Building on the successes highlighted in the report, Dr. Shah also talked about several new efforts to support inclusive agriculture-led economic growth under Feed the Future. Together with its many partners, the initiative continues to make significant progress charting a new way forward in food security that leverages the strengths and resources of the entire global community.
Partnering with the Private Sector to Change Lives
Under Feed the Future, the U.S. Government will continue to support Solutions for African Food Enterprises, an alliance with the non-profit Partners in Food Solutions, which links the technical and business expertise of volunteer employees at private companies General Mills, Cargill and DSM with small- and medium-sized mills and food processors in the developing world. Over the next five years, USAID, Partners in Food Solutions and implementing partner TechnoServe will work together to improve the ability of African food processors to produce high-quality, nutritious and safe food at affordable prices.
Dr. Shah also announced that USAID’s Development Credit Authority will support two new lending facilities to help smallholder farmer organizations in Africa. Through one, USAID will partially back private loans made to smallholder farmer organizations, including those with contracts from the World Food Programme-Purchase for Progress initiative. This means that qualifying smallholder farmer organizations can use their forward delivery and direct contracts to obtain local, private financing. The partner financial institutions see these contracts as a form of market risk mitigation, and are eager to test lending to farmers organizations that have contracts to deliver food to the World Food Programme.
USAID will also support a new lending facility for Root Capital, a nonprofit social investment fund, to make loans to small and growing agricultural businesses that are improving food security and nutrition throughout Africa. Over the next five years, the credit enhancement will allow Root Capital to disburse more than $50 million in loans, reaching more than one million small-scale farmers. Loans will be targeted to small agribusinesses to help improve yields, reduce post-harvest losses, and process nutritious foods for local markets.
Innovating for Impact
Feed the Future’s Innovation for Agricultural Training and Education program includes a consortium of U.S. universities led by Virginia Tech, along with Pennsylvania State University, Tuskegee University, and the University of Florida. The program will strengthen the capacity of the full range of institutions that focus on educating the next generation of agricultural professionals: universities, technical schools, vocational schools, secondary schools, and primary schools with agricultural course content. It will also facilitate productive long-term collaboration between U.S. universities and developing country institutions, in response to requests for assistance from countries and USAID Missions.

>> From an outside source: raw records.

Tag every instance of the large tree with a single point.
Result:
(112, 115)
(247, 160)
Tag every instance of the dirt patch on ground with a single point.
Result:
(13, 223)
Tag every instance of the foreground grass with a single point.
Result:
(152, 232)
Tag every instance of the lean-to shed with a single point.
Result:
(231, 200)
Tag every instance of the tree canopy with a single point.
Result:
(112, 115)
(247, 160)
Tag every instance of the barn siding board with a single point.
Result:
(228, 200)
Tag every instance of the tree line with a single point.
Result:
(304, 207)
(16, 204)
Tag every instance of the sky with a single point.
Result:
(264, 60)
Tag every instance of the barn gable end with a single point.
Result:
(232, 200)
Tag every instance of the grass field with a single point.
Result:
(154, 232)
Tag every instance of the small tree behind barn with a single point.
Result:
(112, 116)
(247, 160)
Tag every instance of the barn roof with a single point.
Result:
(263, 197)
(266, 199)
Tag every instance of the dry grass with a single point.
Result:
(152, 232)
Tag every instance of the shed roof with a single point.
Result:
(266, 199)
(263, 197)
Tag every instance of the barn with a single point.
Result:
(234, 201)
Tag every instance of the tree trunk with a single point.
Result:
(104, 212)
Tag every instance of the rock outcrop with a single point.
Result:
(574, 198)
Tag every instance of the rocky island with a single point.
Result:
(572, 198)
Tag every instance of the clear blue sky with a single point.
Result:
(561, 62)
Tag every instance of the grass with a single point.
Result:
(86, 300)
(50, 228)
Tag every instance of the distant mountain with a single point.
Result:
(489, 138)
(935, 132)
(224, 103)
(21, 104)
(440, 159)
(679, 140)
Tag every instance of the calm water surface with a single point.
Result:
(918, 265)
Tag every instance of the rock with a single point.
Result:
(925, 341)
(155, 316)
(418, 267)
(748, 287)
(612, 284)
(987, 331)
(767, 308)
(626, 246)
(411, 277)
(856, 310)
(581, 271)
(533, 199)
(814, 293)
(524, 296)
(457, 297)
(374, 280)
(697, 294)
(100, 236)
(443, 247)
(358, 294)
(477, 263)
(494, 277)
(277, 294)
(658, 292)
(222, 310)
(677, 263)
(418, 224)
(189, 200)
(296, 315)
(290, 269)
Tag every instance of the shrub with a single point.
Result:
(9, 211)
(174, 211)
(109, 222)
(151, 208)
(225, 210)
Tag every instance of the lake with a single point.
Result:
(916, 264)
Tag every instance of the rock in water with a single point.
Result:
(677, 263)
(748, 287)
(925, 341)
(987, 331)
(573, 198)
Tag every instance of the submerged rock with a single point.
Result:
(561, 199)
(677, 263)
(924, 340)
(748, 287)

In addition, Feed the Future will support new public-private partnerships to advance climate-resistant cereals through the development of abiotic stress-tolerant millet for Africa and South Asia with UC Davis, a partnership with CIMMYT to strengthen heat stress-resilient maize for South Asia, and the development of heat tolerant wheat for South Asia with Arcadia Biosciences.
Feed the Future will also continue to be an active partner, along with the Bill & Melinda Gates Foundation, with the African Women in Agricultural Research and Development fellowship program. This program provided leadership and scientific skills training to over 250 women scientists from 11 African countries to date, and over 1,000 women have already applied for the 70 places in the next round of fellowships that will be announced in December.